Layman was standing near the ramp, eating lunch off an examination slab, a body sheet for a tablecloth. He saw Danny, swallowed a bite of sandwich and said, “You look bad.”
“That bad?”
“You look scared, too.”
Danny yawned; it made his gums ache. “I’ve seen the bodies, and I don’t think LAPD cares. That’s scary.”
Layman wiped his mouth with a sheet corner. “Here’s a few more scares for you, then.

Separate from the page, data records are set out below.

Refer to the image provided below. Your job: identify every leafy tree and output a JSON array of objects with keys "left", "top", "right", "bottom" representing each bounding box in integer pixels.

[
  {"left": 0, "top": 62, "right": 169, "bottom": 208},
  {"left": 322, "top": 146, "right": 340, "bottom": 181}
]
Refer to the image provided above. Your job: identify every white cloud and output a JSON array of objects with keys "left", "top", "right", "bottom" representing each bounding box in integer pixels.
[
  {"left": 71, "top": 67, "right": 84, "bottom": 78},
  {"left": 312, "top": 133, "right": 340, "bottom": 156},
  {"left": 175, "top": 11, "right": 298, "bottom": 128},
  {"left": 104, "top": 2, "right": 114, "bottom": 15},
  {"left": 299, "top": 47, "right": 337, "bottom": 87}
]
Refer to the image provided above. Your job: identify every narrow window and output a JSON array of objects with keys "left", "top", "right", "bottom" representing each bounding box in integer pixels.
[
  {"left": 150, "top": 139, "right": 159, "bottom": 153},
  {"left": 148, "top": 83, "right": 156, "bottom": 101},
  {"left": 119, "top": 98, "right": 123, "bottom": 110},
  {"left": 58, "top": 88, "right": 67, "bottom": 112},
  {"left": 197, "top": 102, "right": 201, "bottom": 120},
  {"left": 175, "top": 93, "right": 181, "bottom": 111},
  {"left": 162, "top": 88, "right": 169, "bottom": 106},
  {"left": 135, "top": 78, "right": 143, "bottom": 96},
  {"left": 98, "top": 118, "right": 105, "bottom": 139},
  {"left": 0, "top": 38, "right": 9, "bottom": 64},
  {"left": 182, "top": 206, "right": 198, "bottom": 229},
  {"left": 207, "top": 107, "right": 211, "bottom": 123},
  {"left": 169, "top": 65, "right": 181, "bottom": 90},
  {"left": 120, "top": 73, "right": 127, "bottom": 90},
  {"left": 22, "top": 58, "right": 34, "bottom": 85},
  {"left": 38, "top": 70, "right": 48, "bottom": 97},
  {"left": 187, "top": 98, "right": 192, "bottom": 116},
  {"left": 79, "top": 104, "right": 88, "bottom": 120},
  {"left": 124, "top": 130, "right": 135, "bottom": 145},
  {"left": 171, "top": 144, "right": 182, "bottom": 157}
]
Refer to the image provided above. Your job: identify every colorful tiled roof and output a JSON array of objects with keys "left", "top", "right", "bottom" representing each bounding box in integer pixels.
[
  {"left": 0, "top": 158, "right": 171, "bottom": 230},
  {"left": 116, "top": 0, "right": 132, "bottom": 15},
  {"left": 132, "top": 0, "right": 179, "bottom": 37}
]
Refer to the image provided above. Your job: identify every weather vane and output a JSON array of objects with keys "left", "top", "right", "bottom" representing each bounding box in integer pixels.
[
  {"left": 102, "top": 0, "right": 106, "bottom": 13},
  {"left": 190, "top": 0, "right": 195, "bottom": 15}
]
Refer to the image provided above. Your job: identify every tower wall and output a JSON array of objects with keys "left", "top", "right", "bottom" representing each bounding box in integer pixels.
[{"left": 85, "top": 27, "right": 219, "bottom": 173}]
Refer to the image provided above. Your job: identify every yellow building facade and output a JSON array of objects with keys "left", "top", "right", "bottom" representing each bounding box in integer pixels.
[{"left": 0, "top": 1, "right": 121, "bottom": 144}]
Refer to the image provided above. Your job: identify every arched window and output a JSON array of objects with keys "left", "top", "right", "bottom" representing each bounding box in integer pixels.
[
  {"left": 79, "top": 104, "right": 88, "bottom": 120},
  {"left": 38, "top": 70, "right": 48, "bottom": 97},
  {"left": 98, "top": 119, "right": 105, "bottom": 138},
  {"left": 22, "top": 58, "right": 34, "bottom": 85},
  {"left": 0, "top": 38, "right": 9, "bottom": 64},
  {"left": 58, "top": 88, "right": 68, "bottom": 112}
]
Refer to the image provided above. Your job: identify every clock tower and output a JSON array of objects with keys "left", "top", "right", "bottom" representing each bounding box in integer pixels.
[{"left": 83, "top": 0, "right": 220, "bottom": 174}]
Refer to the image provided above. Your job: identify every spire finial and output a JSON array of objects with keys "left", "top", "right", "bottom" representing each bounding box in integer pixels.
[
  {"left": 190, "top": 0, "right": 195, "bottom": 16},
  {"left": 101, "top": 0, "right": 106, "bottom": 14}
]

Times of death—twenty-six to thirty hours ago. Both men were anally raped—O+ secretor semen. The wounds on their backs were pure zoot stick, identical in size and fiber content to Martin Mitchell Goines. The missing-finger man died from a throat gash made by a sharp, serrated knife. No cause of death on the other man, but I’d be willing to bet barbiturate OD. On our missing-finger friend I found a vomit-coated, punctured capsule, right up under the tongue. I tested some powder in it and got a home compound—sodium secobarbital, one part, one part strychnine. The secobarbital would hit first, inducing unconsciousness, the strychnine would kill. I think missing finger got indigestion, puked up part of his Mickey Finn and fought to live—that that was when he lost his digit—fighting with the knife man. Once I test the blood on both men and pump their stomachs, I’ll know for sure. The missing finger man was bigger—a larger bloodstream, so the compound didn’t kill him like it did our other friend.”